# Programmable Thermostat on Avalon Cypress



## dabramov (Jan 26, 2015)

Hi,

We're going to be purchasing a free standing DV gas stove to heat a large extension (with lots of windows...) to our house. The room doubles as a both living room and a casual dining area.

Our leading contended is the Avalon Cypress GreenSmart. 40K BTU, looks nice. We want to have the thermostat on the timer - have the room come up to living temperature in the AM, and drop back down to something colder overnight. However, there doesn't appear to be a programmable thermostat option from the manufacturer.

Does anyone have any knowledge if the Skytech 3301P would work with this system? If so are there any downsides to go with a 3rd party controller?
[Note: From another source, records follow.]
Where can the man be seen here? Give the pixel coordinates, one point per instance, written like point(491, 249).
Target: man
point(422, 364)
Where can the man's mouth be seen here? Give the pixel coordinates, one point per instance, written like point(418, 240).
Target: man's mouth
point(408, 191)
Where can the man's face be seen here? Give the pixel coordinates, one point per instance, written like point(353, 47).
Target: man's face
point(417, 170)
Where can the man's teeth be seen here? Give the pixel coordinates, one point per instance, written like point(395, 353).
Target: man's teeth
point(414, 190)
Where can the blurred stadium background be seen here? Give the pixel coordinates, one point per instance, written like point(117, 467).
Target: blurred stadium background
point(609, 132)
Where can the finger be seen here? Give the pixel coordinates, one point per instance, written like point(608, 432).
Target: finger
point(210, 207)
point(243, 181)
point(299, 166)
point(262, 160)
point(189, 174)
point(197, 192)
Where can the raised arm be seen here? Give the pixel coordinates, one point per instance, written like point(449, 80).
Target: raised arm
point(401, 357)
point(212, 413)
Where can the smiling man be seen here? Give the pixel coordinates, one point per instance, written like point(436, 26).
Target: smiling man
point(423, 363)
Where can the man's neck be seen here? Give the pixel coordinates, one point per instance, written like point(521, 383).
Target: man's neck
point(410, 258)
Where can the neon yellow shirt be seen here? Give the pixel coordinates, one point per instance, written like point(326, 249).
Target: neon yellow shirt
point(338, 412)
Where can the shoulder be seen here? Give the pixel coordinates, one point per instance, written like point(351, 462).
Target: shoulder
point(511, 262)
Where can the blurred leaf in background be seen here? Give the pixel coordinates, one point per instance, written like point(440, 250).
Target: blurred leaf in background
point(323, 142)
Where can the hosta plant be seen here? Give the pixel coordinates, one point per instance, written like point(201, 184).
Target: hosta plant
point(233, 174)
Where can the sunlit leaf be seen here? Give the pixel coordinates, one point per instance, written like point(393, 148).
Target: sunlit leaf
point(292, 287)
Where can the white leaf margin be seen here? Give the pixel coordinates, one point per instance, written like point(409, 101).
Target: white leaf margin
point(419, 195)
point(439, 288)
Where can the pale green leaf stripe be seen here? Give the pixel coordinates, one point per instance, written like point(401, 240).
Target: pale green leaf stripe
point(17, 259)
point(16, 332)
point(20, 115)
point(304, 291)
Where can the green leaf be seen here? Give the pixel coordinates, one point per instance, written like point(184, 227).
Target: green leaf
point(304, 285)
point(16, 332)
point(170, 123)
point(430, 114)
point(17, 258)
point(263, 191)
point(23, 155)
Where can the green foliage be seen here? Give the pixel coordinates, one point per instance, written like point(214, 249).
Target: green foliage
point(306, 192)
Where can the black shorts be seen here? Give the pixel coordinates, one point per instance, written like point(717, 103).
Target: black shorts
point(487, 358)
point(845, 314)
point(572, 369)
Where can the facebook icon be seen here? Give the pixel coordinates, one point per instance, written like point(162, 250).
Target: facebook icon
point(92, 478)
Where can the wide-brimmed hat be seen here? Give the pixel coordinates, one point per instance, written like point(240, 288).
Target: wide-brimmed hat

http://www.avalonfirestyles.com/product-detail.aspx?model=405

Also, our requirements are a modern look and high output (>30K), plus the programmable thermostat. I'd be open to suggestions if there are good alternatives!

Thanks in advance,
Dan


----------



## DAKSY (Jan 26, 2015)

I don't see why a Skytech remote (any of them) won't work with this unit. If you can hook up a thermostat,
you can hook up a remote, as long as you are using a millivolt remote.
Compatibility can be confirmed if you call Skytech...888-672-8929


----------



## dabramov (Jan 28, 2015)

Thanks for the reply. Alas, both Skytech and Travis Industries (Avalon) were rather non-committal when I contacted them. No one wants to take "responsibility" if it doesn't work. 

This stove is IPI, not millivolt. I'm totally new to this type of equipment - are these interfaces all standardized? 

Who else makes universal fireplace remotes except for Skytech?


----------



## DAKSY (Jan 28, 2015)

Not sure who else makes remotes, but IPI units don't seem to care if you use one.
I've had a Skytech 3301 on my H&G 6000TRX-I since it was installed in 04, with no issues.


----------



## danimal1968 (Jan 28, 2015)

Valor has the Madrona Contemporary stove, which superficially looks like the Cypress, and the ValorStat remote has a programmable time function that will do exactly what you want.  Problem is the stove is rated for max input of 26k BTU/hr.  

It's not quite as modern-looking (though certainly not old fashioned), but the Regency U39 does have the "Fire Genie" remote and/or wall thermostat that look like they are programmable to come on/off at a certain time, and its a 38k BTU/hr stove.

Just FYI, neither the Cypress nor the U39 are truly going to hit 30K BTU output if you go by the Enerchoice P4 ratings.  They're both in the 70 percent range so you're going to get about 28K BTU (40K input * .7 efficiency) out of them.   I know Avalon claims 84 percent or something like that but that's probably in their own tests.


----------



## dabramov (Jan 28, 2015)

Good info. I like the having a standard rating to compare against.

Thanks for the suggestions. We just didn't like the look look of the U39. The Madrona is nice, but we're worried about the output. Actually, in slightly smaller stoves there are a couple of nice sleek options.

They don't post it on their website but I found the list of ratings for freestanding gas stoves (http://www.enerchoice.org/wp-content/uploads/2014/05/May-7-Freestanding-NG.pdf) and they did OK compared to others (70.4) but like you said, around 28K BTU output.


----------